O texto “O que se esconde debaixo de um poema” fez-me lembrar Jorge Luís Borges: “Um poeta, quando escreve um poema e levanta a folha onde o escreveu, descobre uma infindável pilha de poemas onde foi escrita toda a poesia que precedeu o seu poema, e ao pousar essa mesma folha verá que já contém o peso de incontáveis poemas escritos sobre aquele que acabou de escrever.” De facto, os livros têm sempre um passado e um futuro.

Vou colocar O Vício dos Livros na minha biblioteca perto de outros livros sobre livros. Acho que fica bem perto do livrinho de Montaigne Dos Livros (Teorema, 1999), que aliás Afonso Cruz cita, e onde o escritor francês comenta as suas leituras: “Não me apego aos livros novos porque os antigos me parecem mais ricos e mais sólidos”. E do de Proust O Prazer da Leitura (idem, 1997), onde se lê: “O que difere essencialmente entre um livro e um amigo, não é a sua maior ou menor sensatez, mas a maneira como se comunica com ele; a leitura, ao arrepio da conversa, consistindo para cada um de nós em receber comunicação de outro pensamento, mas permanecendo a sós.”
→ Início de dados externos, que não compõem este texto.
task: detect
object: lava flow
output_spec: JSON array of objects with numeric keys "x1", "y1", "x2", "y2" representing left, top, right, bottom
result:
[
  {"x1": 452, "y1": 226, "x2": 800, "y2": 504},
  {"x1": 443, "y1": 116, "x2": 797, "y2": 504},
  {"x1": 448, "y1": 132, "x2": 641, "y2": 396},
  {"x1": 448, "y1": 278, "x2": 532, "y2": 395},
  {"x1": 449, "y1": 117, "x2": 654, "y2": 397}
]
Na biblioteca do Rómulo, em Coimbra, os livros de Afonso Cruz estão na companhia dos de Carl Sagan, que, em Cosmos (Gradiva, 2020), escreveu: “Os livros permitem-nos viajar através do tempo, de beber na própria fonte o saber dos nossos antepassados. A biblioteca põe-nos em contacto com as concepções e o saber, a custo extraídos da natureza, das maiores mentes até agora existentes, com os melhores professores, provindos de todo o planeta e de toda a nossa história, para nos instruírem sem nos fatigarmos e para nos inspirarem a dar a nossa contribuição ao saber colectivo da espécie humana.” O mais recente livro de Afonso Cruz entrará um dia no Rómulo. Tenho esperança de que ajude a fomentar o vício dos livros.